Abstract

Commercial airlines use revenue management systems to maximize their revenue by making real-time decisions on the booking limits of different fare classes offered in each of its scheduled flights. Traditional approaches—such as mathematical programming, dynamic programming, and heuristic rule-based decision models—heavily rely on external mathematical models of demand and passenger arrival, choice, and cancelation, making their performance sensitive to the accuracy of these model estimates. Moreover, many of these approaches scale poorly with increase in problem dimensionality. Additionally, they lack the ability to explore and “directly” learn the true market dynamics from interactions with passengers and adapt to changes in market conditions on their own.
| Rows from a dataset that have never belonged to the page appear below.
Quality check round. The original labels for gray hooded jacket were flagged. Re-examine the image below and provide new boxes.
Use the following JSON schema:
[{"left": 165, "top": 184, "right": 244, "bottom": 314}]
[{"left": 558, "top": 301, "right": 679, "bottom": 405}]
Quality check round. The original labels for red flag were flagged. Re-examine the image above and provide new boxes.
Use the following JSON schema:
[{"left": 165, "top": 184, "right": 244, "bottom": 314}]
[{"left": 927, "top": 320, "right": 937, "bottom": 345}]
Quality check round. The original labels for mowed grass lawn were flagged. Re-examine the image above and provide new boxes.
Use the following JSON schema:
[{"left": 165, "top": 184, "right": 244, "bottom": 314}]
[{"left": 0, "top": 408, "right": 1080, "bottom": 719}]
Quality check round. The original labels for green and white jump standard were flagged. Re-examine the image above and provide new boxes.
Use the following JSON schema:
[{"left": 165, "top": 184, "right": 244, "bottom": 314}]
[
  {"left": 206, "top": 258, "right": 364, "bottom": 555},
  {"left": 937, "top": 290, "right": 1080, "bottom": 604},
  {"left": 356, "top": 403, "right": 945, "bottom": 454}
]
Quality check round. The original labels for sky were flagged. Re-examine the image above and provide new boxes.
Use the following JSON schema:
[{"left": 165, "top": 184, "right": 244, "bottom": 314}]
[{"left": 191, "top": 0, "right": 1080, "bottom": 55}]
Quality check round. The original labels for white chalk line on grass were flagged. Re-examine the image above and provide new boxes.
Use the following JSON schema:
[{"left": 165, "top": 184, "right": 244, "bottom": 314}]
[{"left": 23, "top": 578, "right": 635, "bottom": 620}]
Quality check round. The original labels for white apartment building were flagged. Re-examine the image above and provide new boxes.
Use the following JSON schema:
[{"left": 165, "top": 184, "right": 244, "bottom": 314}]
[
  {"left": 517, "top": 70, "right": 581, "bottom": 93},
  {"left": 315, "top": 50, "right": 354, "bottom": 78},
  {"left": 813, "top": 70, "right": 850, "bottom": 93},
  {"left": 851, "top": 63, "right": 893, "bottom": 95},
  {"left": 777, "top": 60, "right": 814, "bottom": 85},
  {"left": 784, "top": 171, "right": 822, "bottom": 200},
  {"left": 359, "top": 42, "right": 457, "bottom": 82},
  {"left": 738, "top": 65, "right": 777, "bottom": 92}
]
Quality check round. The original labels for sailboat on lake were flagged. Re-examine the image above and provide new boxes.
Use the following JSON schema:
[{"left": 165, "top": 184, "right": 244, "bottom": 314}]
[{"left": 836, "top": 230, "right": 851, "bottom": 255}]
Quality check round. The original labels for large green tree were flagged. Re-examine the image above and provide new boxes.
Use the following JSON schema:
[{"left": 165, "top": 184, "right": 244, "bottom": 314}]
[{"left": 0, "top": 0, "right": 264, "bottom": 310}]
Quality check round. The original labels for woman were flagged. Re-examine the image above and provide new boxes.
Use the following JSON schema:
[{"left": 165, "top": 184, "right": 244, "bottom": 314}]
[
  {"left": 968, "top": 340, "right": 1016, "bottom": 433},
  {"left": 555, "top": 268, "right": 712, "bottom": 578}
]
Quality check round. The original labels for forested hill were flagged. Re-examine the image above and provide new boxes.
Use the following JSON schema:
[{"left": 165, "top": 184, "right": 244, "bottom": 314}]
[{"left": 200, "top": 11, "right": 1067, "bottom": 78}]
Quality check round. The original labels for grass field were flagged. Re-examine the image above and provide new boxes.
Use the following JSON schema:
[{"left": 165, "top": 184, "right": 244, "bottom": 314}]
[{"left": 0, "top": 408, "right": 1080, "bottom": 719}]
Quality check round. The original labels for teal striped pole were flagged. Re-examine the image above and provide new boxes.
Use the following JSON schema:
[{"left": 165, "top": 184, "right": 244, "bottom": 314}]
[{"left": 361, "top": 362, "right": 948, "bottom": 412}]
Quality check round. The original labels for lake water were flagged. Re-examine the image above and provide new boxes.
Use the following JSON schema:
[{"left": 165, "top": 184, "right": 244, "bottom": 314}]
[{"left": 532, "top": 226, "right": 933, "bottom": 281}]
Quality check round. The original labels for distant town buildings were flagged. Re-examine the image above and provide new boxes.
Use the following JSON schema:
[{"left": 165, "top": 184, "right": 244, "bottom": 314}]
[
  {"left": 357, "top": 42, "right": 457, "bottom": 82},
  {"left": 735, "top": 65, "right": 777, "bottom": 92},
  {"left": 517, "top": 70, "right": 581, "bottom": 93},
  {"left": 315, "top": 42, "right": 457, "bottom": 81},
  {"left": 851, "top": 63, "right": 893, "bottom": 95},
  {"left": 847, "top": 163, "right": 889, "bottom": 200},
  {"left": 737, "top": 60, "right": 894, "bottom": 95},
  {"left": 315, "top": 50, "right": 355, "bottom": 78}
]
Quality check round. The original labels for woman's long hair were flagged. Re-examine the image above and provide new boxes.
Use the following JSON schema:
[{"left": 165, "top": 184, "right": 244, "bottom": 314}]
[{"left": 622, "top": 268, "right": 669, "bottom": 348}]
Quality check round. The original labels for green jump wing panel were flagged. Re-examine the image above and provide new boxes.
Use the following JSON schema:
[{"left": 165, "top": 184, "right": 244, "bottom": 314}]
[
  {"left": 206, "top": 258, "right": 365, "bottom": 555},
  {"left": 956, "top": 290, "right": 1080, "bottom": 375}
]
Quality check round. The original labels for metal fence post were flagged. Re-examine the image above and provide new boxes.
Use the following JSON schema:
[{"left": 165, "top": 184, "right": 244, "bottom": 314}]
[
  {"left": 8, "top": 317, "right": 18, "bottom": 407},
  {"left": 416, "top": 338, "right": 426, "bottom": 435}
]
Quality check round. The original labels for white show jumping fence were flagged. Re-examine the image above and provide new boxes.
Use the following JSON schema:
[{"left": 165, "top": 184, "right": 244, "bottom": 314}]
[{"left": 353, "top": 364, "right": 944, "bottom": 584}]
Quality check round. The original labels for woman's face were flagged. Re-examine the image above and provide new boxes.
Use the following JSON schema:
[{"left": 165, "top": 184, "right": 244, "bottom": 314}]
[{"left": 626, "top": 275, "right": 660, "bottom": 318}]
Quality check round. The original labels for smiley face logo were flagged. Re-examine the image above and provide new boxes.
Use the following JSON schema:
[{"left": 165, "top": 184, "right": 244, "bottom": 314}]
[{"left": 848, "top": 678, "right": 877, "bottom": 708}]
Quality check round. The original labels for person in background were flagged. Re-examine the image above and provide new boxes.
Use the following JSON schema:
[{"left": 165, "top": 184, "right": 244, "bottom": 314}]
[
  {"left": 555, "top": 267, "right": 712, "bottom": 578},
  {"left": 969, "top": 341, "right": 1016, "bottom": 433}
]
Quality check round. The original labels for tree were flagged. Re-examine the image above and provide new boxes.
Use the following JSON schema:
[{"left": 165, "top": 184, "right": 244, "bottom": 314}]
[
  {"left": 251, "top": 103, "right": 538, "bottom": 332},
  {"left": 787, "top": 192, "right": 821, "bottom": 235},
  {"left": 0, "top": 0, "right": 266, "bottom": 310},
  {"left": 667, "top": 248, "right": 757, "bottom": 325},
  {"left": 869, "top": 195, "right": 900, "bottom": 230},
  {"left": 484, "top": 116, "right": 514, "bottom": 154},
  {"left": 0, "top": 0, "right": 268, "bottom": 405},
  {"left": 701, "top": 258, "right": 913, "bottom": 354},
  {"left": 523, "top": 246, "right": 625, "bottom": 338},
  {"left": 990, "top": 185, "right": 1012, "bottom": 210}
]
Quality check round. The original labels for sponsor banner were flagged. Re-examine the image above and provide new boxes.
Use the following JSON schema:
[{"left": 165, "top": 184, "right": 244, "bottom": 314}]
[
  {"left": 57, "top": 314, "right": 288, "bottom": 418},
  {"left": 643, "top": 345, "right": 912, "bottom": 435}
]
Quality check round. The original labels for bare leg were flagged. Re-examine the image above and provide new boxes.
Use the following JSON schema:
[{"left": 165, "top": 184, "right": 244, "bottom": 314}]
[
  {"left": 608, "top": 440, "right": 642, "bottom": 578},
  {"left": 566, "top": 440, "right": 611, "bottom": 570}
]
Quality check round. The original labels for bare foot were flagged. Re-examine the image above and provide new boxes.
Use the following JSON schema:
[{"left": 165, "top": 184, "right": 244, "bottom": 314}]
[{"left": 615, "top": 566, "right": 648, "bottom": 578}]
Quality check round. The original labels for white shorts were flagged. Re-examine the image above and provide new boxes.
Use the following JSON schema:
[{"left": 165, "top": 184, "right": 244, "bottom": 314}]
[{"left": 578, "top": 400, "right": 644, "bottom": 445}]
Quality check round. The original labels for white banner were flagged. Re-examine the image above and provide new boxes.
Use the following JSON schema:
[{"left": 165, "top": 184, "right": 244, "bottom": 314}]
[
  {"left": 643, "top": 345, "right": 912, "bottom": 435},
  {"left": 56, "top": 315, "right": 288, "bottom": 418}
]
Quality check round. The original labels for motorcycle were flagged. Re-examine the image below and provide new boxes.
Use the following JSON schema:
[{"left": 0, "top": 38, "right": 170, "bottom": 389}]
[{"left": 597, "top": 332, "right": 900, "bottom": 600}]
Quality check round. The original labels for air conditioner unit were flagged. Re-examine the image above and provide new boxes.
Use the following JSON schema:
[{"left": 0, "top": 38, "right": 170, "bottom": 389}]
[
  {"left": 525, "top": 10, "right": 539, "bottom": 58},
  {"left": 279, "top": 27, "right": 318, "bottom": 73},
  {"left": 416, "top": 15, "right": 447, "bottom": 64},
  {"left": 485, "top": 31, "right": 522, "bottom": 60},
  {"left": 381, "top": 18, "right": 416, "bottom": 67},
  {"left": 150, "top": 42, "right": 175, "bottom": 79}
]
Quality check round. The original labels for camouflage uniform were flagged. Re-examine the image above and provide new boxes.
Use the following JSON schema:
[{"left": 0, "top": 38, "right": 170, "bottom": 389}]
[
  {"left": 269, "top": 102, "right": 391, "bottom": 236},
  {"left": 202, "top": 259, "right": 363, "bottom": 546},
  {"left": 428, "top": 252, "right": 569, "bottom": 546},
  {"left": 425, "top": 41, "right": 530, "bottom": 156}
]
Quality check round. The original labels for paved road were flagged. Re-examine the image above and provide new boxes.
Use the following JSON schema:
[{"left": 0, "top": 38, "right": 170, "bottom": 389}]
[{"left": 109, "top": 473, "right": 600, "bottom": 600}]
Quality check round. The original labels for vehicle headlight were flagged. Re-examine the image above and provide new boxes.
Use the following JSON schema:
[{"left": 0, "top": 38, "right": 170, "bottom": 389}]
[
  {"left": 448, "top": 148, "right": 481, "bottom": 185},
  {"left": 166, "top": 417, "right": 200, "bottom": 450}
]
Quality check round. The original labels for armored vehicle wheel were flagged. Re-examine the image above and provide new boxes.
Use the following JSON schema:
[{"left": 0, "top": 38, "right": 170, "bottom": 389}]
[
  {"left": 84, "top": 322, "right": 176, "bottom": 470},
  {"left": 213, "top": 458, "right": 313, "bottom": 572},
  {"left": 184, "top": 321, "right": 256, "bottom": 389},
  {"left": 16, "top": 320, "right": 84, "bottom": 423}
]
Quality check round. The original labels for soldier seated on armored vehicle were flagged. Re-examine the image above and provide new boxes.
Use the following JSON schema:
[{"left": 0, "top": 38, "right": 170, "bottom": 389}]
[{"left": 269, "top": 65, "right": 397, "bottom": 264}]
To overcome these limitations, this research uses deep reinforcement learning (DRL), a model-free decision-making framework, for finding the optimal policy of the seat inventory control problem. The DRL framework employs a deep neural network to approximate the expected optimal revenues for all possible state-action combinations, allowing it to handle the large state space of the problem. Multiple fare classes with stochastic demand, passenger arrivals, and booking cancelations have been considered in the problem. An air travel market simulator was developed based on the market dynamics and passenger behavior for training and testing the agent. The results demonstrate that the DRL agent is capable of learning the optimal airline revenue management policy through interactions with the market, matching the performance of exact dynamic programming methods. The revenue generated by the agent in different simulated market scenarios was found to be close to the maximum possible flight revenues and surpass that produced by the expected marginal seat revenue-b (EMSRb) method.